Terdapat perbedaan pendapat tentang zharaf (keterangan tempat) di sini, apakah itu keterangan tempat untuk waswas (bisikan kejahatan) ketika ia membisikkan, maka bisikan itu berada di dalam dada dan ia membisikkan ke hati?
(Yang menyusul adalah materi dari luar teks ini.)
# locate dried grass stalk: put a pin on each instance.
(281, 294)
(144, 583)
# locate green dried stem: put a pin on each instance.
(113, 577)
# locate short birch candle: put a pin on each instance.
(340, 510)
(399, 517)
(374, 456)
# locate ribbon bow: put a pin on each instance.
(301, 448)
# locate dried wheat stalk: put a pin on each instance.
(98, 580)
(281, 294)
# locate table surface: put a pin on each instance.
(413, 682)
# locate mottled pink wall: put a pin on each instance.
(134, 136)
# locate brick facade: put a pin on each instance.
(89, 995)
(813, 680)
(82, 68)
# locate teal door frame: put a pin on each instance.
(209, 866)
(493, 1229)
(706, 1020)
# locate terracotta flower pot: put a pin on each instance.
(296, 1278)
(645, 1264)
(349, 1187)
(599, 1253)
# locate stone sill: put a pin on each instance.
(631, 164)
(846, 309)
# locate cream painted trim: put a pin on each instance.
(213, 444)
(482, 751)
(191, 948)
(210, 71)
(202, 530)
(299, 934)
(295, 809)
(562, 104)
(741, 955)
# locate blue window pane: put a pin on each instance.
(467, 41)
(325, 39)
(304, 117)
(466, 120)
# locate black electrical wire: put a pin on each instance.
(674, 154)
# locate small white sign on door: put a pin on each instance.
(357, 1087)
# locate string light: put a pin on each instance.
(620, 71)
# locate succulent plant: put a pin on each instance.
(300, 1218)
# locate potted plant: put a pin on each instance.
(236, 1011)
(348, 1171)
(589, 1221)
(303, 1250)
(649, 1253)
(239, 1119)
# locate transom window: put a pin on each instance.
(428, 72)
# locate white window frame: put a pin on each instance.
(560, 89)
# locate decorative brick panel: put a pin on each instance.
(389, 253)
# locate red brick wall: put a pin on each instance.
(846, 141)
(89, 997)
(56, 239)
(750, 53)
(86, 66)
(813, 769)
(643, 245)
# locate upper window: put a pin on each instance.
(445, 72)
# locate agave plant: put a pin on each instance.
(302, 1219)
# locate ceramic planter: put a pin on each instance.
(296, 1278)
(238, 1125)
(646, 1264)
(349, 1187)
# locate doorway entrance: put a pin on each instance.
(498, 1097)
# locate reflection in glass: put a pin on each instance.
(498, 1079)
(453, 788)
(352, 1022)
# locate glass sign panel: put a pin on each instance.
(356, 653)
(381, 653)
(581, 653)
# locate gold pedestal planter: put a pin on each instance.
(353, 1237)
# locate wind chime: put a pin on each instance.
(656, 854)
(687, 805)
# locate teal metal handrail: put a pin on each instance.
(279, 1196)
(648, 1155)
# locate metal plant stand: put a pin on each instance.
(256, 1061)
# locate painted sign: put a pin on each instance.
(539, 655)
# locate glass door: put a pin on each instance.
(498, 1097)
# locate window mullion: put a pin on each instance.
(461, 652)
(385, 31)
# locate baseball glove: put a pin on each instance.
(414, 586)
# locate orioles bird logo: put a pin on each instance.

Ataukah itu keterangan tempat bagi waswasah, dan yang dimaksud dengan dada adalah hati, karena tempatnya di dada dengan pola pemutlakkan tempat dan yang dimaksud adalah keadaan sebagaimana yang berlaku pada pola-pola ilmu Balaghah, dan menurut batasan firman Allah: (فَلْيَدْعُ نَادِيَهُ) “Maka biarlah dia memanggil golonganmu (untuk menolongnya).” (al-‘Alaq [96]: 17), disebutkan (النادي) “tempat perkumpulan” padahal yang dimaksud adalah orang-orang yang berkumpul di sana dari golongannya.

Telah lewat penjelasan Syaikh raḥimahullāh tentang muta‘addi-nya kata (الوسوسة), yang terkadang dengan (إِلَى) dan terkadang dengan huruf (اللام).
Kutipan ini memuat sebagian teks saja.